Mind Your Margins

May 17, 2023 by in Leadership Blog

Leviticus 19:9-10 – ‘When you reap the harvest of your land, do not reap to the very edges of your field or gather the gleanings of your harvest.  Do not go over your vineyard a second time or pick up the grapes that have fallen. Leave them for the poor and the foreigner. I am the Lord your God.’

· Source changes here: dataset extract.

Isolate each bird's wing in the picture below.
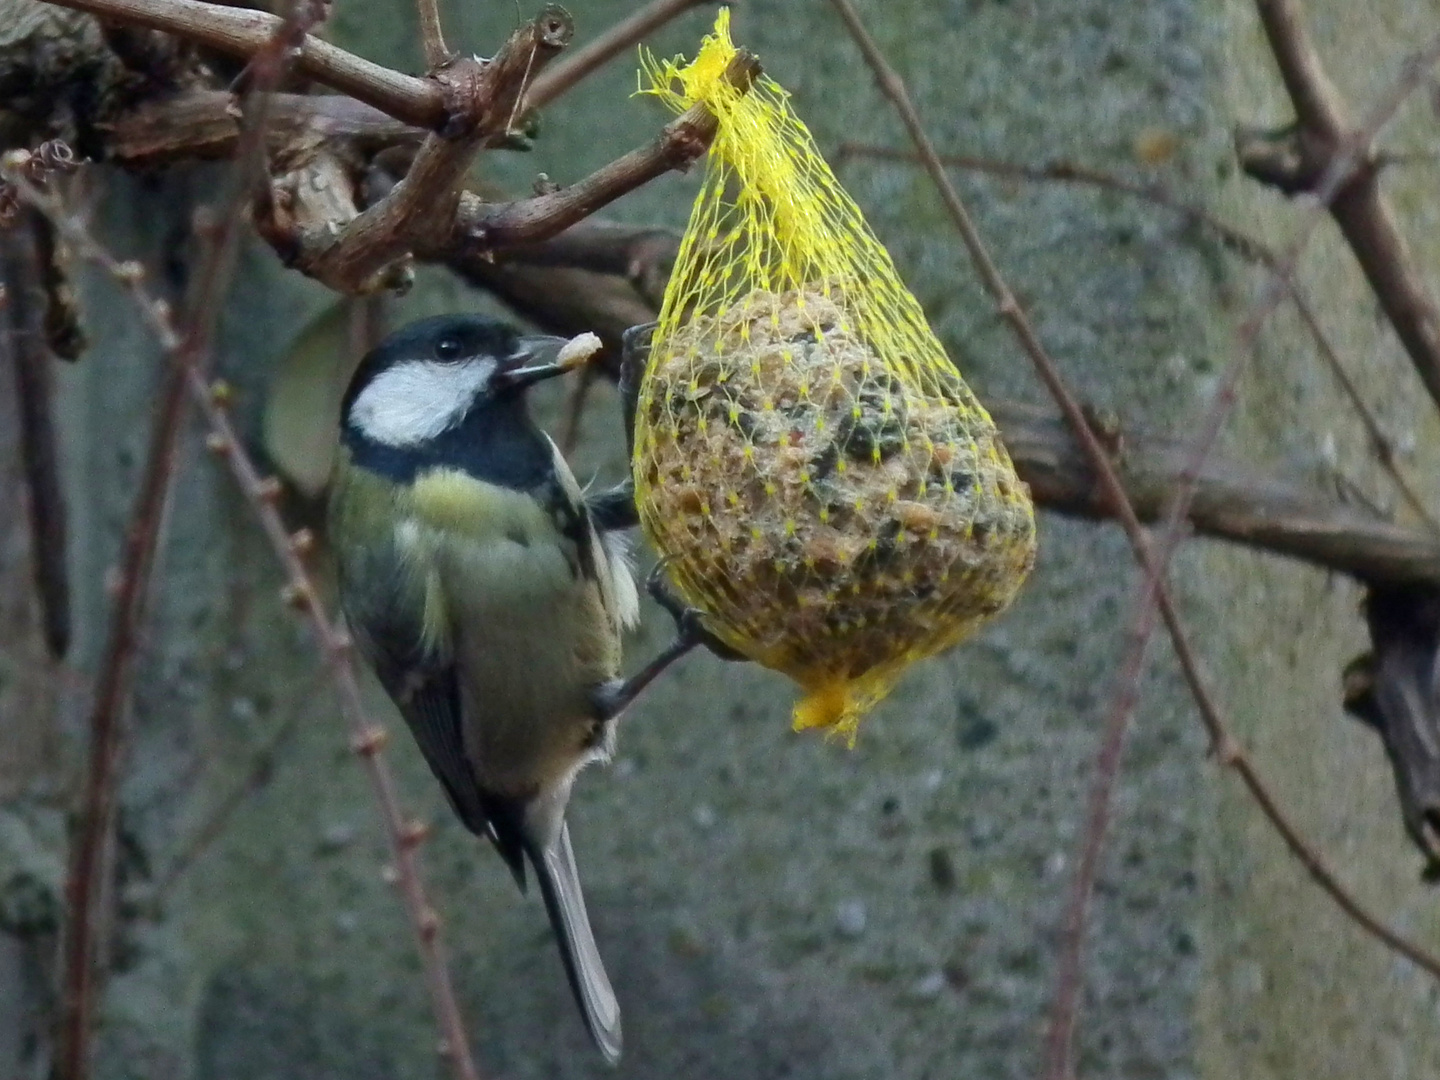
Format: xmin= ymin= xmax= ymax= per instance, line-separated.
xmin=344 ymin=560 xmax=489 ymax=838
xmin=390 ymin=664 xmax=490 ymax=838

These verses are about reaping and harvesting crops which is something that the early readers of this text would have been familiar with. It’s relevance to many of us today is not in the literal application. I don’t grow barley or wheat in my garden, but there are edges and margins in my life that I can be mindful of. Margins like spaces in my diary – if my time is the field that I harvest from, how do I spend it? If I reap to the edges of my diary, as if every precious second is mine to do what I want with, what space outside my devotional rhythms am I leaving for the Holy Spirit to be at work? Do I leave spaces for allowing other things to flourish? With this in mind, here are three thoughts inspired by these two verses around minding your margins:

  1. Being mindful of your margins, pushes against the entitlement spirit of our age.  The entitlement spirit is particularly deceptive and appealing because it plays on what is, could or should be yours. Yet, if all we do is chase everything that we think should be ours, we walk perilously close to being self-absorbed and a glutton for wealth and entitlement.  Matthew Henry suggests that these verses are the antithesis to entitlement, as they encourage us; ‘not [to] be covetous and griping, and greedy of everything we can lay any claim to; nor insist upon our right in things small and trivial’.  The Kingdom trait of being mindful of our margins, removes any sort of entitlement foothold we leave available for our enemy to exploit.
  2. Being mindful of your margins, invites your future into your world. Is your busyness or ‘productivity’ preventing your future from coming into your today? If Boaz had instructed his harvesters to make sure they gleaned every last barley grain, would his future (Ruth), have stopped and gleaned in his field when she walked into his world? A faith-filled, generous spirit isn’t just nurtured in the giving (to Ruth when she’s arrived), it could be through the leaving for Ruth, you are sowing for the future even though Ruth hasn’t turned up yet. If we want to share the gospel with people, or to pray for those who are sick and see them recover, we need to leave margins of availability for those Ruths.
  3. Being mindful of your margins, creates space for revelation. Consider what happens in the margins of the field? It’s not just the space that is left for the poor and the foreigner, it’s where nature will thrive.  The first readers would have seen nature up close in the margins of their fields. It’s interesting how often nature is suggested as an image for consideration within the scriptures.  Anyone who knows me, will know I have a love for nature, it’s always been there, but since becoming a Christian, it’s become a springboard of awe and wonder, channelled into worship. As Richard Rohr suggests ‘Creation is our first and final cathedral. Nature is the one song that never stops singing’. There is increasing awareness and recognition of the wellbeing benefits of engaging with nature, so can I encourage you, create space in your margins for a walk in nature, and when you do, walk slowly, listen and look around you, by doing that, you will create opportunity to hear and see a sparrow, that small unglamourous bird, is a beacon, revealing and reminded you afresh of your value to God. 

My hope and prayer is that through these few words, you will mind your margins to push against entitlement, invite your future in and create space to know God more. Amen.